Coalville Town F.C.
- Full name: Coalville Town Football Club
- Nickname: the Spiders
- Founded: 1936
- Dissolved: 1954
- Ground: Waggon & Horses
| Home colours |

= Coalville Town F.C. (1936) =

Defunct association football club from Leicestershire

Coalville Town F.C. was an association football club from Coalville, Leicestershire, active in the mid-20th century.

==History==

The club was founded on 8 May 1936 at a meeting at the Baths Hall, as an amateur affair, mostly made up of miners. It started its competitive career in the 1936–37 season in the Central Amateur League; nearly a thousand fans watched the club beat Coventry Morris Motors 2–1 in its first match, right-back Reg Morris scoring both goals from the penalty spot.

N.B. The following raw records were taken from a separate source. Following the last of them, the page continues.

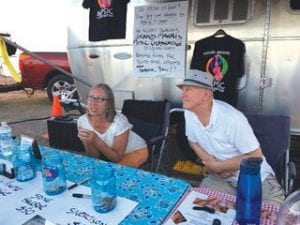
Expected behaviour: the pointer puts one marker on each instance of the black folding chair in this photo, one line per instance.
(150, 120)
(273, 134)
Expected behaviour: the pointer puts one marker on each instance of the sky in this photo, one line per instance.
(36, 25)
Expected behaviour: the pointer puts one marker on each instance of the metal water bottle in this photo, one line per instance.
(6, 141)
(103, 189)
(249, 192)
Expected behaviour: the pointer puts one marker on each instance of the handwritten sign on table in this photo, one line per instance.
(159, 41)
(22, 201)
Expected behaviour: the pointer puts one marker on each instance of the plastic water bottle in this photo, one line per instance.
(249, 192)
(24, 163)
(103, 189)
(6, 142)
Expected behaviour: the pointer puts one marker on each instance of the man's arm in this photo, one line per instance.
(224, 168)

The club entered the FA Amateur Cup from 1937–38 to 1947–48, its best run being to the last 32 in 1946–47, losing 3–2 at Tow Law Town, having been two goals ahead inside the first quarter-of-an-hour. It entered the FA Cup qualifying for the first time in 1938–39 and was a regular entrant until 1954–55. Its best run came in 1945–46, when it reached the fourth and final qualifying round, albeit only having won one tie (7–0 at Gresley Rovers). At the final qualifying stage, it went down 2–1 at Kettering Town - the Spiders took the lead within half-a-minute, but Kettering equalized straight from kick-off.

The club won the Leicestershire Senior League twice, the first time, in 1945–46, securing the title with a game to go, in an unusual 9–6 win over Gresley Rovers. It took its second triumph in 1948–49 in a closer race; needing to win the final match at Atherstone for the title, Town took the lead inside five minutes, and ran out 6–1 winners.

It never won the Leicestershire and Rutland Senior Cup, being runner-up in 1945–46 and 1950–51. It lost the 1946 final 5–1 to Leicester City reserves, in front of 2,000 at the Waggon & Horses ground, despite taking the lead. The 1951 final against Ibstock Penistone Rovers went to a replay at the Whitwick Colliery ground, but Ibstock scored the only goal from a second half penalty. Leading scorer Sam Richards' brace left him on 49 for the season.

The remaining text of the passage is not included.